I am trying to digest these two links:
https://www.khronos.org/opengl/wiki/Rendering_Pipeline_Overview https://www.khronos.org/opengl/wiki/Vertex_Shader
The pipeline overview says that vertex shader runs before the primitive assembly.
The second one mentions this:
A vertex shader is (usually) invariant with its input. That is, within a single Drawing Command, two vertex shader invocations that get the exact same input attributes will return binary identical results. Because of this, if OpenGL can detect that a vertex shader invocation is being given the same inputs as a previous invocation, it is allowed to reuse the results of the previous invocation, instead of wasting valuable time executing something that it already knows the answer to.
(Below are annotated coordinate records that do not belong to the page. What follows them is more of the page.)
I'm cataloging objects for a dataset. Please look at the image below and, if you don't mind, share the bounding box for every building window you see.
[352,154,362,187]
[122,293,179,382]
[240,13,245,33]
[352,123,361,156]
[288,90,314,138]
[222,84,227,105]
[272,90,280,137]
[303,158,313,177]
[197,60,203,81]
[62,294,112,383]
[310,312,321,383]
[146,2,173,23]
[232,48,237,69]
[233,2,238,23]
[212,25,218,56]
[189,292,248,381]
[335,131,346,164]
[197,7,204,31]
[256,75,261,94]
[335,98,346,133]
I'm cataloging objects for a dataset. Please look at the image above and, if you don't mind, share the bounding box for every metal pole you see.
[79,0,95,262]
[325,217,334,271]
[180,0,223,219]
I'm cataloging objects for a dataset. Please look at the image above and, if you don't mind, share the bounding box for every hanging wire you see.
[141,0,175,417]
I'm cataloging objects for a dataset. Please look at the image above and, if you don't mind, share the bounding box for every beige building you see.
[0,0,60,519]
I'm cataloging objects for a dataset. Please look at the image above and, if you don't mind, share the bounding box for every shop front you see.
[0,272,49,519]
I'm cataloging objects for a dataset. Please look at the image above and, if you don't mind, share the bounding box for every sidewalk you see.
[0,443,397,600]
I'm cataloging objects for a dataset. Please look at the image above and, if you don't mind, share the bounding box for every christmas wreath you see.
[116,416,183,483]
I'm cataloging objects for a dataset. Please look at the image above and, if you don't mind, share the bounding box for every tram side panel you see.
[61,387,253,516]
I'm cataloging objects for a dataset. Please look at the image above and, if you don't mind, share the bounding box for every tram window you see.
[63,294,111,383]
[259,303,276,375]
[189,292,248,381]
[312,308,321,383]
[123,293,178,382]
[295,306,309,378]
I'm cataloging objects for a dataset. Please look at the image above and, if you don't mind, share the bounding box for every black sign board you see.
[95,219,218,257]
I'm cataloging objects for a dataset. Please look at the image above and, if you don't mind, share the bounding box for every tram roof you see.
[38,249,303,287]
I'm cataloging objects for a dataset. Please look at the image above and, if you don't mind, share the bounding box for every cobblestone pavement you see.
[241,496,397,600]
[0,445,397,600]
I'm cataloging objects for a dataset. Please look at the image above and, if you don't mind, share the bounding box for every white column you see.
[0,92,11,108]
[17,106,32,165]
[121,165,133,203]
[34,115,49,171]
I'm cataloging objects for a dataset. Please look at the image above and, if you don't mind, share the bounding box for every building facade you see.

OpenGL implementations generally do not do this by actually comparing the input values (that would take far too long). Instead, this optimization typically only happens when using indexed rendering functions. If a particular index is specified more than once (within the same Instanced Rendering), then this vertex is guaranteed to result in the exact same input data.
Therefore, implementations employ a cache on the results of vertex shaders. If an index/instance pair comes up again, and the result is still in the cache, then the vertex shader is not executed again. Thus, there can be fewer vertex shader invocations than there are vertices specified.
So if i have two quads with two triangles each:
indexed:
verts: { 0 1 2 3 }
tris: { 0 1 2 }
{ 1 2 3 }
soup:
verts: { 0 1 2 3 4 5 }
tris: { 0 1 2 }
{ 3 4 5 }
and perhaps a vertex shader that looks like this:
uniform mat4 mvm;
uniform mat4 pm;
attribute vec3 position;
void main (){
vec4 res;
for ( int i = 0; i < 256; i++ ){
res = pm * mvm * vec4(position,1.);
}
gl_Position = res;
Should I care that one has 4 vertices while the other one has 6? Is this even true from gpu to gpu, will one invoke the vertex shader 4 times vs 6? How is this affected by the cache:
If an index/instance pair comes up again, and the result is still in the cache...
How is the primitive number related to performance here? In both cases i have the same amount of primitives.
In the case of a very simple fragment shader, but an expensive vertex shader:
void main(){
gl_FragColor = vec4(1.);
}
And a tessellated quad (100x100 segments) can i say that the indexed version will run faster, or can run faster, or maybe say nothing?